“I did nothing in particular, and I did it very well.”
— Chief Justice William Rehnquist
“All of the weight of his office and his influence were brought to bear to save Johnson.”
— Rep. James A. Garfield
As the impeachment trial played out in the Senate chamber this week, most Americans were paying attention to the arguments of the House Managers or the president’s defense team. Others were focused on questions posed by individual senators. Later in the week came the pivotal question of whether witnesses would be called to testify or to give deposition testimony that would be presented in writing. Lawyers, on the other hand, might have been forgiven if their attention was instead drawn to Chief Justice John Roberts.
Article II, Section 3 of the United States Constitution, defining the powers of the United States Senate, says that when the House of Representatives issues articles of impeachment against a president, the Senate “shall have the sole power to try” them. But there is one twist that applies only when the federal officer impeached holds the highest office in the land — in those circumstances, “the Chief Justice shall preside.”
Prior to this year, only two chief justices of the United States Supreme Court have ever been called to do so. Ohioan Salmon Chase presided over the 1868 trial of Andrew Johnson, and William Rehnquist presided over the 1999 trial of Bill Clinton. Chase and Rehnquist could not have been more different in their handling of their Constitutional duties.
Rehnquist was notoriously stoic, and rarely gave public comment except in delivering his opinions in cases and speaking about legal issues. But from his writings to friends and colleagues, both contemporaneous to the trial and afterward, and released after his death in 2005, we know that he did not look upon the Clinton trial as particularly enjoyable or desirable.
He wasn’t particularly enamored with the political wrangling of the senators.
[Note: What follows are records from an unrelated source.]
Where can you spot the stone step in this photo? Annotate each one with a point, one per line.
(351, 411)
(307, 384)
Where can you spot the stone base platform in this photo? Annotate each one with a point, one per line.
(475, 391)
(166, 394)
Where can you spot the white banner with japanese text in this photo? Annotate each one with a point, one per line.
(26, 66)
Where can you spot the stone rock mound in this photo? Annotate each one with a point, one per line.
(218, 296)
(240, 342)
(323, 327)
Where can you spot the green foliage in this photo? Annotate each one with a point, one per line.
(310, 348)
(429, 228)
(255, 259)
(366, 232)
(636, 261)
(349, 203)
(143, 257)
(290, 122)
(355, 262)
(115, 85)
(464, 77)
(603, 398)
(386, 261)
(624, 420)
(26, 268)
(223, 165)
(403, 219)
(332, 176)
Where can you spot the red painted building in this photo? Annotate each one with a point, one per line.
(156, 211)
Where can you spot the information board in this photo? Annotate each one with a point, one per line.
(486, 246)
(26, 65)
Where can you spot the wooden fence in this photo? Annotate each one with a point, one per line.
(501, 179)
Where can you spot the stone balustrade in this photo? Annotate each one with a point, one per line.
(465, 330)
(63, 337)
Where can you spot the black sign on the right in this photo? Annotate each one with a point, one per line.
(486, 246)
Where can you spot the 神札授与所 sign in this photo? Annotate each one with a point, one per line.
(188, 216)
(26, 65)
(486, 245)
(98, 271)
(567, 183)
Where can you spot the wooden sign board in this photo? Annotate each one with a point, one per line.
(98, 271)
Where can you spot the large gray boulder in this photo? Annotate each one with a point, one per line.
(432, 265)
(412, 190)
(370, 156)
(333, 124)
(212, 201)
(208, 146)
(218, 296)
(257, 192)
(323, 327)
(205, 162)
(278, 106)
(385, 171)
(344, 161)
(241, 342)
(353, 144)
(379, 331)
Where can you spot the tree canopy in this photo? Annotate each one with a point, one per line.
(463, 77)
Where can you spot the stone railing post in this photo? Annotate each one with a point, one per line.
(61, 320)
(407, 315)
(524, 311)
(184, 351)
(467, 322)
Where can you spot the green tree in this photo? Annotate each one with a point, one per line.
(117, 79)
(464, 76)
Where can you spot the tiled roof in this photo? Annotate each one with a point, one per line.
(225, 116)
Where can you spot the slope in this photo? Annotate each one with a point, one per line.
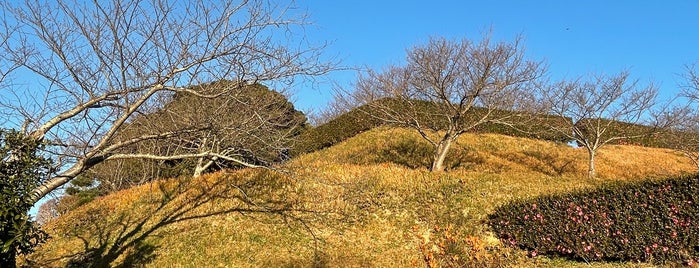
(368, 201)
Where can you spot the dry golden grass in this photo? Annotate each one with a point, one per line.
(367, 202)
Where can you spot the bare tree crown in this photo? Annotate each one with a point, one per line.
(93, 65)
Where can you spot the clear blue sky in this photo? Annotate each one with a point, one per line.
(651, 39)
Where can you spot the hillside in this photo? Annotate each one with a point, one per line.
(367, 201)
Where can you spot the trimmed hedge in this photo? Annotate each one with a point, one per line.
(652, 221)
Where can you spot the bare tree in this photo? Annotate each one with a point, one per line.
(47, 211)
(452, 87)
(600, 111)
(86, 69)
(685, 133)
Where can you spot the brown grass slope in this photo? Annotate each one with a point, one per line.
(366, 202)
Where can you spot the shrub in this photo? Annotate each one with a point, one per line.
(652, 221)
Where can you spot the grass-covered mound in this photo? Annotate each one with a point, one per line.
(359, 120)
(350, 205)
(651, 221)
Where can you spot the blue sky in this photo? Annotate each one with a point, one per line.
(654, 40)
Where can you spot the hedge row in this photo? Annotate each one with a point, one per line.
(651, 221)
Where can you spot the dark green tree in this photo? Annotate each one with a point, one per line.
(22, 169)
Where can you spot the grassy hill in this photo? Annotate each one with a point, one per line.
(365, 202)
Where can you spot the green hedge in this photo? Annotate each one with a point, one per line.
(651, 221)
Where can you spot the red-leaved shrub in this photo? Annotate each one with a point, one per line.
(652, 221)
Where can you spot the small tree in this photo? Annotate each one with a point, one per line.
(686, 132)
(600, 111)
(21, 170)
(450, 87)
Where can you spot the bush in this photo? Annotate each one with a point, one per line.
(22, 169)
(651, 221)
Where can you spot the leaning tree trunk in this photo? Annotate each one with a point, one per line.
(8, 259)
(591, 172)
(441, 153)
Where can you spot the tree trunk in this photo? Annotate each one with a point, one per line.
(441, 153)
(8, 259)
(591, 164)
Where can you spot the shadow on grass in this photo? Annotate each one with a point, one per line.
(129, 237)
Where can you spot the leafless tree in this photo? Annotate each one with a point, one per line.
(86, 69)
(48, 211)
(685, 133)
(599, 111)
(448, 87)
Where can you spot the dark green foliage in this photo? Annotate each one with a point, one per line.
(655, 221)
(339, 129)
(21, 170)
(252, 123)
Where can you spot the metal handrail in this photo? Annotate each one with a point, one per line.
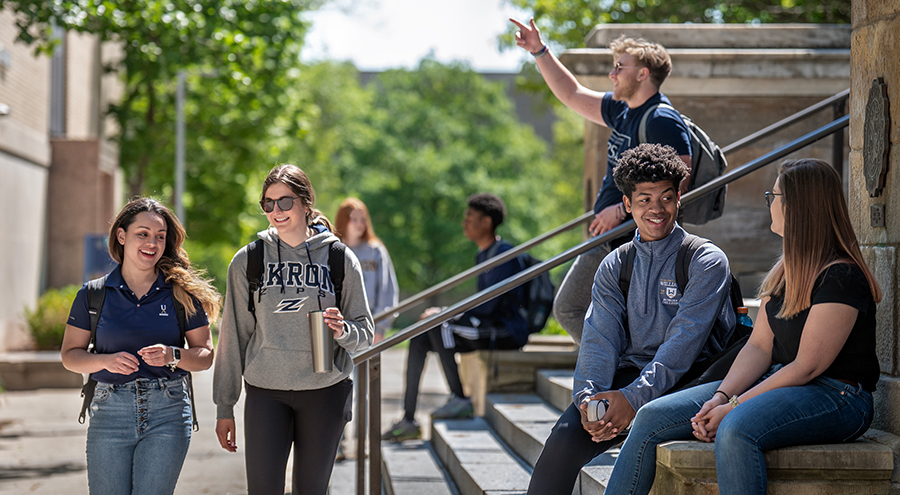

He wrote to one friend that, “It is an historic occasion, and it has given me a chance to see the Senate firsthand,” but penned to another, “the trial is in one sense an unwelcome burden … I have been relieved of none of my responsibilities here at the Court.”
He was also disappointed with the salacious nature of the allegations against the president. When asked by another friend whether he had watched a television interview of Monica Lewinsky, he replied, “I couldn’t bring myself to read or watch any of the “Monica’ interviews — what a sad commentary on the country that 69 million people would watch the television presentation!”
Chief Justice Chase’s handling of the Johnson impeachment could not have been more different, but then Chase himself could not have been much more different from Rehnquist.
Chase never coveted his role as a Supreme Court justice, and having been governor of Ohio, a member of the Senate, and Treasury secretary, he was a far more political figure than Rehnquist would ever have dreamed of being.
More importantly, one thing that Chase very much wanted was to be president. He sought the Republican nomination in 1860, losing out to Abraham Lincoln. Honest Abe appointed him Treasury secretary to help maintain support of the Radical Republicans, but was keenly aware that Chase was maneuvering to possibly run for the nomination in 1864. So when Chase, for the third time, threatened to resign his cabinet post, Lincoln accepted his resignation and attempted to tuck him away in the Supreme Court chambers.
As such, Chase saw his impeachment duties as a way to improve his chances to become president in 1868, this time as a Democrat. A Johnson conviction would throw a roadblock in his way, because Johnson, having risen from the vice presidency upon the assassination of Lincoln, had no VP, and one of Chase’s rivals would ascend to the White House if impeachment was successful.
Throughout the trial, several senators and members of the House, including Ohio’s own James Garfield, a future president, lamented the active, and seemingly partisan role that Chase took in the trial. He campaigned to have the true powers of a judge in a legal proceeding — to rule on process, to decide the admissibility of evidence. He even campaigned to be permitted to break all tie votes, including the ultimate question of conviction and removal.
In the end, Johnson was acquitted by one vote on each of the articles of impeachment. Chase’s views toward suffrage for former slaves were not palatable to the Democratic Party of 1868. Horatio Seymour of New York got the nomination (over his strenuous objections) and lost the election to Ulysses Grant. Chase continued as chief justice until his death at age 65, following a stroke in 1873.
Ironically, we need not wonder what Chief Justice Rehnquist might have thought about Chief Justice Chase’s handling of the 1868 impeachment. That’s because Rehnquist quite literally wrote the book on the subject. In 1992 he penned “Grand Inquests” about the Johnson trial. The book remains in print and is available online and from independent booksellers everywhere.
David Hejmanowski is judge of the Probate/Juvenile Division of the Delaware County Court of Common Pleas. He has written a weekly column on law and history for the Gazette since 2005.